TITLE:
Framing China’s Protests in Western International News: An Analysis of the Coverage of the Wukan Protests by CNN and the BBC
AUTHORS:
Ruiyue Zhang
KEYWORDS:
Framing Analysis, CNN, The BBC, Chinese Protests, Global Media
JOURNAL NAME:
Open Access Library Journal,
Vol.12 No.11,
November
5,
2025
ABSTRACT: This study focuses on how the global news media report on protests in China. It contributes an original analysis of the global news media coverage of protests in China from both the theoretical and empirical perspectives. The research is based on the purposive sampling of the BBC and CNN, in order to discuss how international news media outlets report on protests in mainland China, 2011-2016, especially given that they are non-Western contexts. Samples from Wukan are evaluated by using both quantitative and qualitative methods, including framing analysis and critical discourse analysis to determine the ways in which they are represented by the selected news outlets. The main findings have revealed hegemony in the news representations of protests in China, which includes biases, domestication, and geopolitical news angles. The analysis in the Wukan case showed that the reports offered a limited voice to the Chinese side, while carrying frames of bias from Western journalists. The analysis of the selected global news reports unmasked ideological presuppositions about Chinese political reform, including the perception that the Chinese regime was monolithic, and that most Chinese protesters craved Western democracy. The research has found that the predominance of one voice and absence of another has produced hegemony in the reports, which could be analysed as techniques of reporting, including vocabulary choices, rhetorical devices, and moral and emotional basis. To give an example, the slogan in the article saying “Long live the Communist Party”, whereas there were completely opposite messages from the protesters in CNN’s article.
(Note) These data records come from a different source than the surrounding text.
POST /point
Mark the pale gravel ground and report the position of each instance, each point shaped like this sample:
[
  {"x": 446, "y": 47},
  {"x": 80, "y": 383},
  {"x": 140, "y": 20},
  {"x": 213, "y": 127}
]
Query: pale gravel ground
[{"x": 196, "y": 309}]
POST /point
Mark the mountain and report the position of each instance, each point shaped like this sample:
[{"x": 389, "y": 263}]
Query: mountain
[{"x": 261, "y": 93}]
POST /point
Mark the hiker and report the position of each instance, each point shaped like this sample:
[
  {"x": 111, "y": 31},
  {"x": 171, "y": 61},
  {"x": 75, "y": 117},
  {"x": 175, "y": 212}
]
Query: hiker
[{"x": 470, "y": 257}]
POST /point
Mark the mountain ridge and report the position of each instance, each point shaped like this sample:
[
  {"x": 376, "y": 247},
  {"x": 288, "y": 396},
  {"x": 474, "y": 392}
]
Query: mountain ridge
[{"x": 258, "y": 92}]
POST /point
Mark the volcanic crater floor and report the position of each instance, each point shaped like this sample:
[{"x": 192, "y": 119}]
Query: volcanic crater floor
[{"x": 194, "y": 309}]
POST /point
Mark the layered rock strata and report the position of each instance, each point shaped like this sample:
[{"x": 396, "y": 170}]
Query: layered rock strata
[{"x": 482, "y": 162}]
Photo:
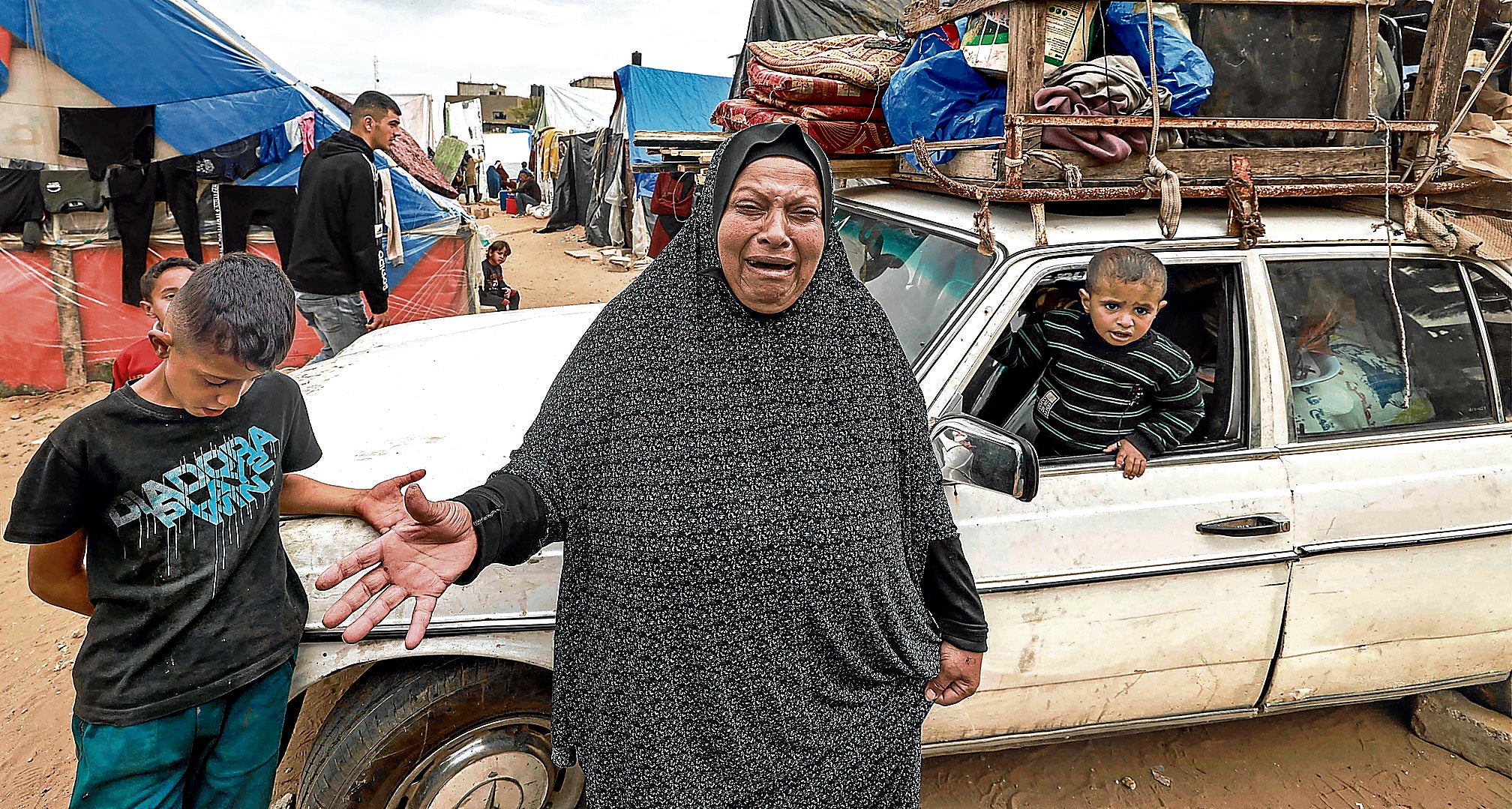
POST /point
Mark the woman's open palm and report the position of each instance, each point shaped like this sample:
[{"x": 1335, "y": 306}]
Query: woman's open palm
[{"x": 419, "y": 559}]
The research findings add to work by other scholars in media and journalism that has questioned the partiality of leading international or global (Western) media, particularly when it comes to reporting on non-Western and less developed countries. The research adds original evidence and insights to debates on the hegemony of international news coverage of protests, in the context of the Global South. It should be noted that leading media from the dominant Global North, in this case, excluding Al Jazeera, project the interests of the developed countries while voices from the Global South are less heard.